Tête de Bouddha Qing
Un lourd objet de bronze creux
en forme de masque aux yeux clos
s’élève lentement et seul
très haut dans le désert sonore.
Jusqu’à cet astre vert, à cette Face
qui se tait depuis dix mille ans,
sans effort je m’envole,
sans crainte je m’approche.
Je frappe de mon doigt replié
sur le front dur sur les paupières bombées,
le son m’épouvante et me comble :
loin dans la nuit limpide
mon âme éternelle retentit.
Rayonne, obscurité, sourire, solitude !
Je n’irai pas violer le secret
je reste du côté du Visage
puisque je parle et lui ressemble.
Cependant tout autour la splendeur c’est le vide,
Brillants cristaux nocturnes de l’été.
Ce poème est le dernier du recueil de Jean Tardieu, Le fleuve caché, Poésies 1938-1961. Une manière de clôture dans une dernière partie qui s’intitule « Histoires obscures », et dont deux poèmes ont un titre en forme de question (« Est-ce une bête ? », « Etait-ce le soleil ? »)
L’atmosphère créée ici est au « carrefour des cauchemars », titre d’un autre poème. Le poète évoque un masque, qu’il compare à un astre vert. Cette figure mystérieuse s’élève « très haut » comme dans un rêve où le poète se meut avec une aisance, dont la fluidité est rendue par le verbe s’envoler et l’anaphore de la préposition « sans » (« sans effort je m’envole/ sans crainte je m’approche. » )
C’est une sorte d’idole, un bouddha peut-être, avec ses « yeux clos » et ses « paupières bombées », dont le « bronze creux » retentit dans la nuit sidérale : n’y aurait-il rien derrière ? Une sorte de Sphinx mutique « qui se tait depuis dix mille ans », qui provoque angoisse et plaisir mêlés : « le son m’épouvante et me comble ».
On sera en effet sensible à l’emploi de cet oxymore qu’est la « nuit limpide » ou bien encore à l’accumulation des termes antithétiques, « Rayonne » et « obscurité », « sourire » et « solitude », se succédant dans une allitération et enfin la qualification des cristaux à la fois « brillants » et « nocturnes ».
La profondeur du mystère- sans doute celui de l’existence- est remarquablement rendue par les termes qui renvoient à l’ouïe : le désert est « sonore », « le son » du doigt sur le masque effraie et provoque comme un écho de l’âme : « mon âme éternelle retentit ». L’interrogation humaine, exprimée par le frappement du doigt sur le masque, provoque une sorte de résonance qui se propage dans le temps infini (« dix mille ans ») et l’espace intersidéral, signifié par « le vide » et les « brillants cristaux nocturnes » que sont les étoiles.
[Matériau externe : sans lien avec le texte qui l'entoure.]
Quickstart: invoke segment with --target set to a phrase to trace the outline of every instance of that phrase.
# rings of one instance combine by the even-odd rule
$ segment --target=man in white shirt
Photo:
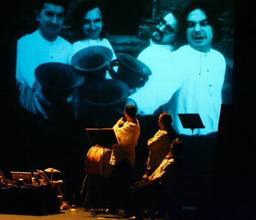
[[[145,86],[138,88],[129,97],[137,104],[140,114],[151,114],[163,103],[162,99],[164,98],[164,94],[162,94],[162,97],[154,97],[154,94],[159,93],[159,88],[164,82],[162,81],[163,75],[172,77],[172,72],[169,71],[170,61],[177,40],[178,15],[175,10],[164,15],[152,35],[150,45],[138,56],[138,59],[147,65],[152,73]],[[172,85],[170,82],[169,86]],[[168,96],[170,97],[170,95]],[[164,99],[165,102],[168,100]]]
[[[133,169],[135,163],[135,147],[140,134],[139,121],[136,118],[137,109],[127,105],[124,116],[113,126],[118,145],[113,145],[109,164],[113,165],[111,177],[109,200],[110,212],[118,212],[119,208],[127,211],[129,187],[133,184]]]
[[[26,110],[47,118],[42,107],[50,105],[36,81],[35,70],[45,63],[68,63],[71,44],[58,35],[63,26],[63,1],[42,1],[36,12],[38,29],[18,40],[16,79],[20,103]]]

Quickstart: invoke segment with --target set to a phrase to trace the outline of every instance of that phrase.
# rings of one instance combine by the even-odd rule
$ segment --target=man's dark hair
[[[129,117],[135,118],[137,114],[137,109],[132,105],[128,105],[125,107],[125,113],[127,113]]]
[[[161,119],[166,129],[169,129],[172,123],[172,118],[171,115],[167,113],[163,113],[161,114]]]
[[[100,0],[87,0],[77,4],[72,13],[72,28],[76,32],[78,38],[81,40],[84,38],[83,32],[83,20],[84,15],[88,12],[95,8],[98,8],[101,13],[102,20],[105,20],[106,6],[104,3]],[[103,26],[104,27],[104,26]],[[100,39],[106,36],[106,32],[104,28],[100,33]]]
[[[38,0],[38,4],[36,6],[36,10],[38,12],[41,12],[41,10],[44,8],[44,5],[45,3],[49,3],[54,5],[61,6],[64,8],[65,11],[67,11],[67,0]]]
[[[187,19],[189,13],[196,9],[200,9],[205,13],[209,24],[212,28],[213,38],[212,43],[218,43],[221,38],[221,23],[218,19],[219,12],[216,8],[216,5],[207,1],[193,1],[183,11],[180,16],[179,21],[179,31],[177,39],[180,45],[188,44],[186,31],[188,29]]]
[[[164,11],[163,13],[163,15],[160,17],[160,20],[159,20],[159,22],[161,22],[164,19],[164,17],[166,15],[167,15],[169,13],[172,13],[175,17],[175,19],[179,20],[179,17],[180,13],[180,10],[178,8],[168,8],[167,11]]]

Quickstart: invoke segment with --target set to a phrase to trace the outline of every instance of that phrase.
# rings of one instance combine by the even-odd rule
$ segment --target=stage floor
[[[12,214],[0,214],[1,220],[96,220],[102,219],[120,219],[127,220],[128,217],[123,217],[115,215],[98,215],[93,217],[91,214],[92,211],[85,211],[84,207],[77,207],[77,212],[72,212],[68,210],[63,210],[61,214],[52,214],[44,216],[21,216],[21,215],[12,215]],[[122,213],[122,210],[120,211]],[[145,218],[144,219],[150,219]]]

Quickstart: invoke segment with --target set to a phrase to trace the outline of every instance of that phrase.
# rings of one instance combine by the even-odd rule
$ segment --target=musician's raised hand
[[[122,117],[120,120],[118,120],[116,122],[116,125],[124,125],[124,122],[123,119],[124,119],[124,117]]]

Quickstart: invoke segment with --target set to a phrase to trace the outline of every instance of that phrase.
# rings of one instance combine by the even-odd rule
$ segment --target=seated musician
[[[170,151],[153,174],[150,177],[144,175],[142,181],[134,184],[132,216],[134,216],[130,217],[130,220],[143,220],[145,207],[152,209],[159,201],[164,204],[166,197],[168,200],[175,200],[172,193],[175,191],[178,184],[180,159],[183,152],[183,142],[177,138],[172,142]]]

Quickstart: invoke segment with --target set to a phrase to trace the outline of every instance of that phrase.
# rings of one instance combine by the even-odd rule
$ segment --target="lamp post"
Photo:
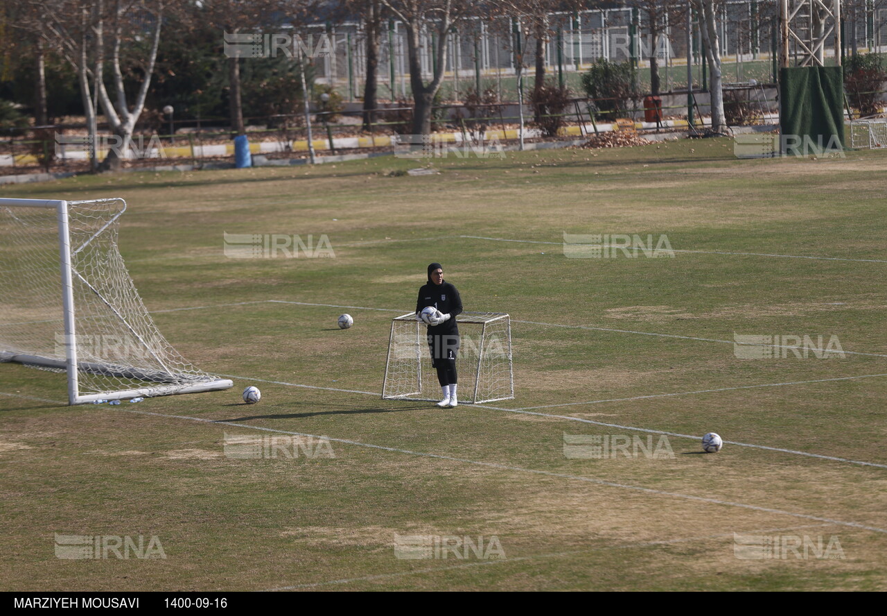
[[[330,142],[330,152],[335,154],[335,148],[333,146],[333,130],[330,130],[329,125],[329,111],[327,109],[327,104],[330,102],[330,95],[328,92],[322,92],[320,94],[320,103],[323,107],[324,114],[324,128],[326,129],[326,138]]]
[[[174,142],[173,132],[175,131],[175,129],[173,129],[173,126],[172,126],[172,112],[173,111],[175,111],[175,109],[173,109],[172,105],[167,105],[165,107],[163,107],[163,113],[169,116],[169,143],[173,143]]]

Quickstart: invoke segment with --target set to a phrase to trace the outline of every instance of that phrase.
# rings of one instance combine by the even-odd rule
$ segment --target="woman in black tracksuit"
[[[428,306],[434,306],[441,313],[439,318],[432,320],[428,329],[431,365],[437,370],[437,382],[444,392],[444,399],[437,406],[455,407],[459,404],[456,397],[456,355],[459,344],[456,315],[462,312],[462,298],[455,287],[444,281],[444,268],[439,263],[428,265],[428,281],[419,289],[417,315]]]

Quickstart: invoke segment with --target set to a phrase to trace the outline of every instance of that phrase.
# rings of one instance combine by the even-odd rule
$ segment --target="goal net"
[[[462,312],[456,370],[459,399],[493,402],[514,397],[511,320],[504,312]],[[382,398],[440,399],[437,372],[431,367],[428,326],[409,312],[391,320]]]
[[[227,389],[157,329],[117,246],[122,199],[0,199],[0,361],[65,372],[68,402]]]
[[[850,146],[876,150],[887,147],[887,120],[853,120],[850,123]]]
Le poète fait le choix de demeurer sans réponse, de demeurer dans l’incertitude et du côté des hommes. L’emploi du futur indique sa résolution de ne pas pénétrer le mystère de ce masque mutique : « je n’irai pas violer le secret ». Il n’ira pas derrière le masque.
J’aime l’opposition qu’il fait entre le secret silencieux et l’homme qui parle, tous deux différenciés par la majuscule : il y a la « Face » indifférente et il y a le « Visage », celui qui est vis-à vis. La première demeure silencieuse, le second est animé dans une réciprocité. : « je parle et lui ressemble ».
Tout le paradoxe de l’existence humaine se trouve enfin dans les deux derniers vers, qui débutent par une restriction (« Cependant »). Ils disent admirablement la beauté mais aussi la vanité, la vacuité d’un monde, où se mêlent lumière et ténèbres.
Ce très beau poème est exemplaire de ce « chant secret mais non triste » de Jean Tardieu, qui se heurte à « des lèvres scellées ». Il est en outre révélateur de ce « silence plein », de ce « sens étouffé », les « deux pôles de son œuvre », selon Mme Emilie Noulet.